Wir hatten damals noch nicht viel Erfahrung mit solchen Reportagen. Unser gemieteter VW-Gol, eine sparsame brasilianische Kleinfassung des deutschen Golfs ohne den Buchstaben «f» am Ende, erwies sich rasch als ungeeignet: Mit den riesigen Distanzen am Amazonas ist nicht zu spaßen. Ein Ort, der auf der Karte ganz nah aussieht, kann in Wirklichkeit eine Tagesreise entfernt liegen, und so holperten wir Stunden um Stunden schlecht gefedert auf schlammigen Lehmtrassen durch den Wald. Wir fluchten über die kollabierende Klimaanlage und wichen Straßenlöchern aus, in denen unser Fahrzeug komplett hätte verschwinden können. Nachts blieben wir in Motels für Lastwagenfahrer oder in unseren mitgebrachten Hängematten, die wir in Hütten und unter Bäumen aufknüpften. Der Kofferraum war vollgepackt mit Proviant, Toilettenpapier und Moskitospray.

Die langen Fahrten hatten auch einen Vorteil, denn sie machten uns eines klar: Es stimmt, was wir zuvor auf Satellitenfotos gesehen haben. Der Wald ist auf dem Rückzug. Man kann heute stundenlang durch das Amazonasgebiet fahren, wo früher noch Urwald stand, und durch die Wagenfenster nichts als Weiden und Sojapflanzungen sehen, bis an den Horizont.

Zusammenhängende Waldstücke findet man am Amazonas vor allem noch in den Indianergebieten – dort, wo indigene Völker ihre Heimat verteidigen.[4] Auch sie kann man auf den Satellitenfotos gut erkennen, als dunkle Flecken aus dichten Baumkronen, durchschlängelt von Flüssen. Ringsherum zeigen die Aufnahmen die Karos landwirtschaftlicher Betriebe auf entwaldeten Flächen. Brasilien gilt als der größte Waldvernichter der Welt. In den vergangenen fünfundvierzig Jahren wurde dort ein Fünftel der Amazonasbäume umgesägt, was einer kahlgerodeten Fläche so groß wie zweimal Deutschland entspricht. Ein weiteres Fünftel ist ausgedünnt und schwer beschädigt. Im Augenblick liegen die Steigerungsraten bei der Abholzung pro Jahr mal bei 20, 40, 50 Prozent.[5] Als wir 2013 unsere Reportage vorbereiteten, erklärten uns Klimaschützer, dass das Amazonasgebiet der größte Wasserspeicher des Planeten und ein gigantischer Vernichter von Treibhausgasen sei, doch neuerdings funktioniere der Wald nicht mehr richtig. Die grüne Lunge der Welt gerate außer Atem. Anderswo auf dem Planeten seien deshalb nun Überschwemmungs- und Dürrekatastrophen zu erwarten.

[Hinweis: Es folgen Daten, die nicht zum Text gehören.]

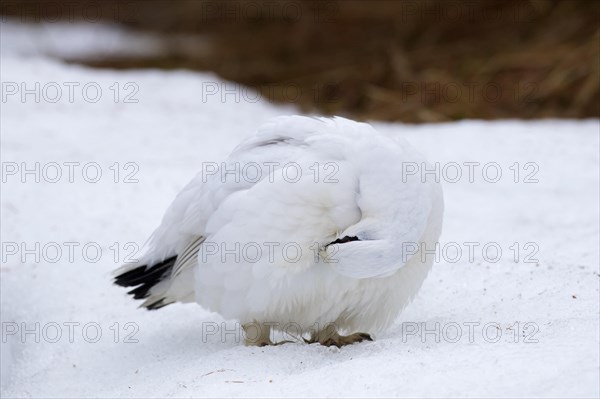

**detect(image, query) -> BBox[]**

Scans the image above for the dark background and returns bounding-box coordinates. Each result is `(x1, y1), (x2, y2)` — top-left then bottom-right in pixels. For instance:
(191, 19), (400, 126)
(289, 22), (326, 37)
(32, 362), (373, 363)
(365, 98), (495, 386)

(1, 0), (600, 122)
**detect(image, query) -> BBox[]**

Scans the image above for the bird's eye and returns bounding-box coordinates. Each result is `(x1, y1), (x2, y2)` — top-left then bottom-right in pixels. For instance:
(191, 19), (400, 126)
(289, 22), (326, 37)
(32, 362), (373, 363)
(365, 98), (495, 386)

(327, 236), (360, 246)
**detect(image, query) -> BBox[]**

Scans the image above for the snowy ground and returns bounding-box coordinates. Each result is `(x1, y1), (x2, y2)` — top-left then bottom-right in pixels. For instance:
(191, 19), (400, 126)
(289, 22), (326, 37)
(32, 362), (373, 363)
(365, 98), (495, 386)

(0, 24), (600, 397)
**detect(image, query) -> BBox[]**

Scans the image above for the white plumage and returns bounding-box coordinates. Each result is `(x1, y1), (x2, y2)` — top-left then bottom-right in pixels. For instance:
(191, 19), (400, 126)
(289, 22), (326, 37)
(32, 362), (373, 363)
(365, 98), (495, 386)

(116, 116), (443, 346)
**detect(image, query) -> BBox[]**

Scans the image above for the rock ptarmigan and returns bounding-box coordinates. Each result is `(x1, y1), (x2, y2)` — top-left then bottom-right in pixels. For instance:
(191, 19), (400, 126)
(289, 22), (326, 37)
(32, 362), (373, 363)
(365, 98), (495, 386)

(115, 116), (443, 347)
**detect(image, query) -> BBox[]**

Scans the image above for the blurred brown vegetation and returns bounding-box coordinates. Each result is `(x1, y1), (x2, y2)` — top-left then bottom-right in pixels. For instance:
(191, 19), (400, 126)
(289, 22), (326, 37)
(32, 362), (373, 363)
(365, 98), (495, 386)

(3, 0), (600, 122)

Unser Rechercheteam war damals schon eine gute Woche im südlichen Amazonasgebiet unterwegs, als uns eine Nachricht aufschreckte. Im Radio hieß es, dass ein Indianervolk namens Tenharim erneut damit begonnen habe, brasilianische Siedler zu ermorden. Mitten durch das Stammesgebiet der Tenharim führt die Transamazônica, eine Fernstraße aus Lehm, die in den siebziger Jahren 4223 Kilometer weit von West nach Ost durch den brasilianischen Regenwald gebaut wurde – und genau dort wurden nun offenbar drei Männer, zwei Weiße und ein Schwarzer aus den umliegenden Siedlungen, in ihrem Auto erschossen. Die Polizei fand ihre Leichen später verscharrt auf dem Stammesgebiet der Tenharim. Sie steckte fünf Krieger des Volkes ins Gefängnis.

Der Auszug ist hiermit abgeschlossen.